Du corps à l’environnement – Mai 2021

« Enveloppe·s dans le soin « 

Une journée organisée par : 

Sophie Larger, designer enseignante design objet de l’ENSAD-Paris

Marie Coirié & Carine Delanoë-Vieux, responsables du lab-ah

Anne Xiradakis, designer enseignante de l’ENSA-Limoges : anne.xiradakis@ensa-limoges.fr 

 

Partenaires : Le lab-ah (laboratoire de l’accueil et de l’hospitalité du GHU Paris – psychiatrie &

neurosciences), l’ENSA – Limoges (École Nationale Supérieure d’Arts).

 

La notion d’« enveloppe » revient comme une antienne dans le champ de la santé et en particulier dans celui de la santé mentale. Elle n’est pas un objet en soi mais désigne une fonction psychique. L’enveloppe se réfère à l’intimité de la petite enfance, quand le bébé construit la conscience de sa propre limite avec le monde extérieur contenant son Moi, son psychisme. Elle est une sensation physique et psychique de réassurance indispensable à nos existences, notamment dans les moments de grande fragilité. Elle a fonction de barrière de contact (Freud 1895) avec le monde extérieur et, quand elle est défaillante, provoque une angoisse profonde. 

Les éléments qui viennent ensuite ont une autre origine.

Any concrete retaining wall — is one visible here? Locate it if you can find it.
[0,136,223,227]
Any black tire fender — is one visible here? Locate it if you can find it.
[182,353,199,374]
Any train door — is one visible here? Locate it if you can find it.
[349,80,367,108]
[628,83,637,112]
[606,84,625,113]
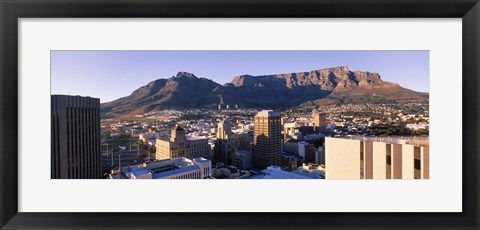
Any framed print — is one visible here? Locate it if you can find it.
[0,0,480,229]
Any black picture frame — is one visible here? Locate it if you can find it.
[0,0,480,229]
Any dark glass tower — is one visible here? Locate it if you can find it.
[51,95,102,179]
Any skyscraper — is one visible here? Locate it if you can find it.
[51,95,102,179]
[313,109,327,133]
[325,136,430,179]
[253,110,282,169]
[213,120,233,164]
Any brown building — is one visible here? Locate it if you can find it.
[51,95,102,179]
[325,136,430,179]
[253,110,283,169]
[312,109,327,133]
[155,124,212,160]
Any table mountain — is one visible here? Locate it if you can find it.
[101,66,428,117]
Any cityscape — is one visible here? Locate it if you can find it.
[51,51,429,180]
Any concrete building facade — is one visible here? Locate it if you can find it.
[121,157,212,179]
[312,110,327,133]
[253,110,283,169]
[325,137,429,179]
[155,124,212,160]
[51,95,102,179]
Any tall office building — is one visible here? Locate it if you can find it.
[213,120,234,165]
[51,95,102,179]
[253,110,283,169]
[312,109,327,133]
[325,136,429,179]
[156,124,212,160]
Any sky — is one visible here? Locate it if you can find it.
[50,50,429,103]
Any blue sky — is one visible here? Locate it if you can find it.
[51,51,429,102]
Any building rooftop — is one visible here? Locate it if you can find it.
[185,135,208,141]
[175,124,185,131]
[193,157,210,163]
[152,165,200,179]
[256,110,280,117]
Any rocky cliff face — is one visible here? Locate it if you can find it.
[98,66,428,117]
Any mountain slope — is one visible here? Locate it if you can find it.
[101,66,428,117]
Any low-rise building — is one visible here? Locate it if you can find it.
[156,125,212,160]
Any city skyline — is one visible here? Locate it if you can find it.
[51,51,429,103]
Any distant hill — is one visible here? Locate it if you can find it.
[101,66,428,117]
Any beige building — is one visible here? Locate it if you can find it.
[312,109,327,133]
[253,110,283,169]
[325,136,429,179]
[155,125,211,160]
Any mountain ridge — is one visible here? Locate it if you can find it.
[101,66,428,117]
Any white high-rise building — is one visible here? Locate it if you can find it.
[325,136,429,179]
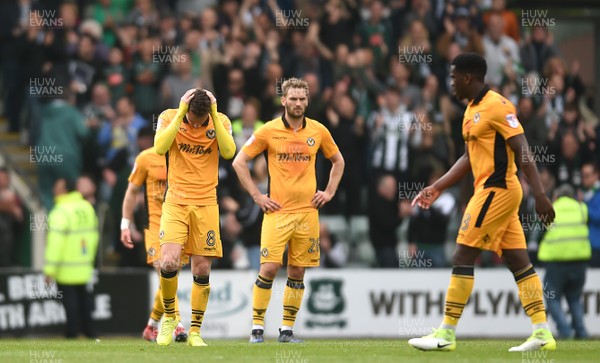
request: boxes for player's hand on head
[535,195,556,225]
[181,88,196,105]
[311,190,333,209]
[204,90,217,105]
[411,185,440,209]
[121,228,133,249]
[254,194,281,213]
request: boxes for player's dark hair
[581,160,600,173]
[452,53,487,82]
[188,89,210,116]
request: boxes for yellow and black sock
[175,293,181,321]
[442,266,475,327]
[252,275,273,329]
[282,277,304,328]
[160,269,178,318]
[150,286,165,321]
[513,265,546,325]
[190,275,210,333]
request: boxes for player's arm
[411,146,471,209]
[233,149,281,212]
[311,151,346,209]
[44,210,68,282]
[206,91,235,160]
[506,134,555,224]
[121,182,140,248]
[154,88,196,155]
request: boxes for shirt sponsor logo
[178,143,212,155]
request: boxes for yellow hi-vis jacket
[44,192,99,285]
[538,197,592,262]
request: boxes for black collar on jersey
[473,84,490,105]
[281,113,306,129]
[183,114,210,127]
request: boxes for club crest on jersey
[506,113,519,129]
[244,135,256,146]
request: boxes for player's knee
[160,258,179,272]
[260,262,279,280]
[452,251,475,266]
[191,255,211,276]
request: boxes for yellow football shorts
[456,187,527,256]
[144,229,190,267]
[159,202,223,257]
[260,210,321,267]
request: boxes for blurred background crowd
[0,0,600,268]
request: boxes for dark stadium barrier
[0,270,149,337]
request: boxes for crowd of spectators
[0,0,600,268]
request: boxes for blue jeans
[544,262,588,339]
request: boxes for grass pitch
[0,338,600,363]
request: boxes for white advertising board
[151,269,600,338]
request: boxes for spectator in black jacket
[369,174,401,268]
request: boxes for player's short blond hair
[281,78,308,97]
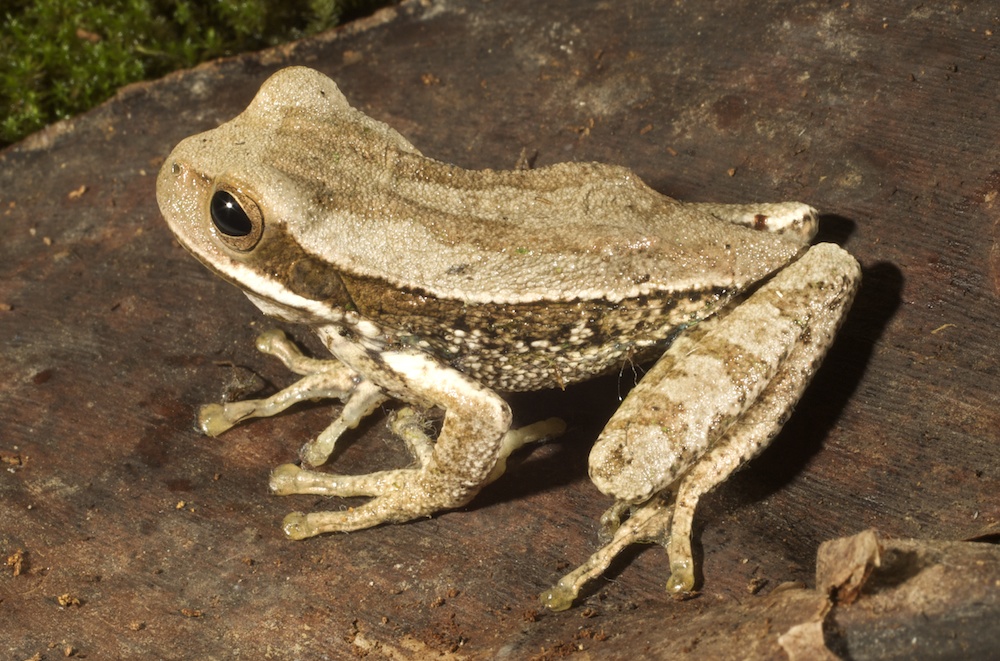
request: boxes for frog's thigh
[591,244,860,591]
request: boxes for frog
[156,67,861,610]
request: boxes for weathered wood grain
[0,0,1000,659]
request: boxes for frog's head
[156,67,413,322]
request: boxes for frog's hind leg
[542,244,860,608]
[684,202,819,244]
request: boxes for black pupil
[211,190,253,236]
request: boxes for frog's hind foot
[539,490,676,611]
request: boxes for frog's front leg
[271,342,556,539]
[198,330,388,466]
[543,244,860,609]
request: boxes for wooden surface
[0,0,1000,659]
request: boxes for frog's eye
[209,188,264,251]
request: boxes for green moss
[0,0,391,145]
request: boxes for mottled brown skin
[157,68,859,609]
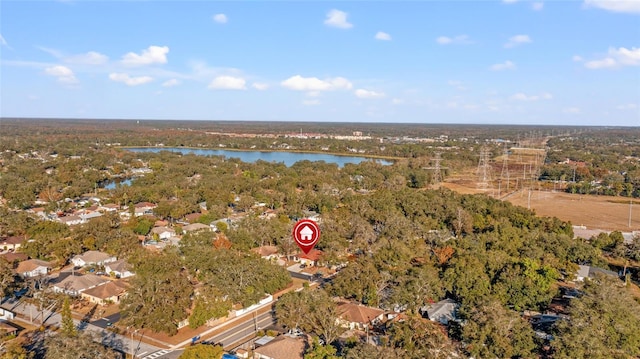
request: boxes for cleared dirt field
[442,183,640,232]
[507,190,640,232]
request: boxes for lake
[125,147,393,167]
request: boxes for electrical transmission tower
[498,143,509,196]
[422,152,447,186]
[478,146,491,189]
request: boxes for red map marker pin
[293,219,320,254]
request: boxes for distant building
[420,299,460,325]
[16,259,52,278]
[71,251,117,267]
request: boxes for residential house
[420,299,460,325]
[253,335,309,359]
[71,251,117,267]
[182,223,211,233]
[151,227,176,239]
[298,249,324,266]
[98,203,120,213]
[0,236,27,252]
[51,274,110,296]
[0,321,18,338]
[16,259,52,277]
[0,252,29,263]
[104,259,133,278]
[133,202,158,217]
[58,216,82,226]
[80,280,127,305]
[337,302,384,330]
[184,213,202,223]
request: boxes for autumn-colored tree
[178,344,224,359]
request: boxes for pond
[119,147,393,167]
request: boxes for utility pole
[629,198,633,228]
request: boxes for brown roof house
[182,223,211,233]
[71,251,116,267]
[0,236,27,251]
[299,249,324,266]
[104,259,134,278]
[337,302,384,330]
[16,259,52,277]
[251,246,279,261]
[80,280,127,305]
[52,274,109,296]
[253,335,308,359]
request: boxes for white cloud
[109,72,153,86]
[209,76,247,90]
[584,0,640,14]
[64,51,109,65]
[504,35,531,48]
[584,47,640,70]
[374,31,391,41]
[436,35,471,45]
[44,65,78,85]
[562,107,581,115]
[324,9,353,29]
[490,60,516,71]
[162,79,180,87]
[354,89,385,98]
[280,75,353,91]
[447,80,467,91]
[510,92,553,101]
[251,82,269,91]
[122,45,169,66]
[212,14,229,24]
[584,57,618,70]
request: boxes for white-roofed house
[104,259,134,278]
[71,251,117,267]
[51,274,109,296]
[16,259,52,277]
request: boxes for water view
[127,147,392,167]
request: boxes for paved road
[206,311,276,349]
[1,301,162,355]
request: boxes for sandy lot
[507,190,640,232]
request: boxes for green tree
[460,300,537,358]
[60,296,78,338]
[120,252,193,335]
[389,315,457,359]
[304,338,339,359]
[551,276,640,359]
[178,344,224,359]
[275,290,310,329]
[189,287,232,328]
[0,258,16,297]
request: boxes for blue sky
[0,0,640,126]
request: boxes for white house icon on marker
[300,226,313,241]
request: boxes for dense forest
[0,120,640,358]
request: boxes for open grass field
[507,190,640,232]
[442,181,640,232]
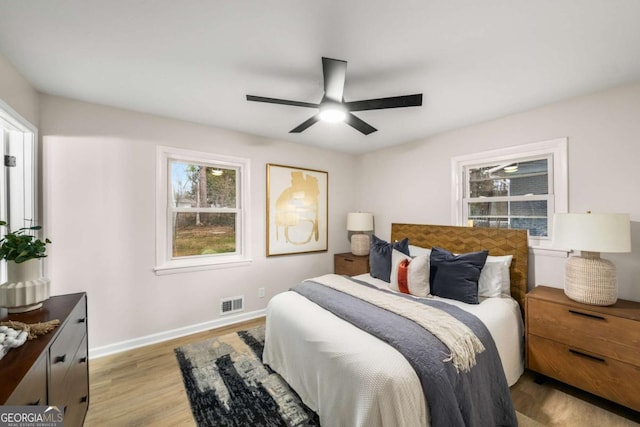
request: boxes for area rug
[174,326,542,427]
[175,326,320,427]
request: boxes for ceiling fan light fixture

Nous proposons de réfléchir à la manière dont l’art et le design peuvent penser des artefacts et des situations en appui au travail des soignants de contenance, de restauration de l’enveloppe psychique fragilisée par la souffrance. Car soigner c’est contenir et transformer les angoisses que dépose la personne. Comment passer de la métaphore à la mise en œuvre ? Qu’est-ce qui peut faire enveloppe par le geste, par l’objet, par l’environnement ? 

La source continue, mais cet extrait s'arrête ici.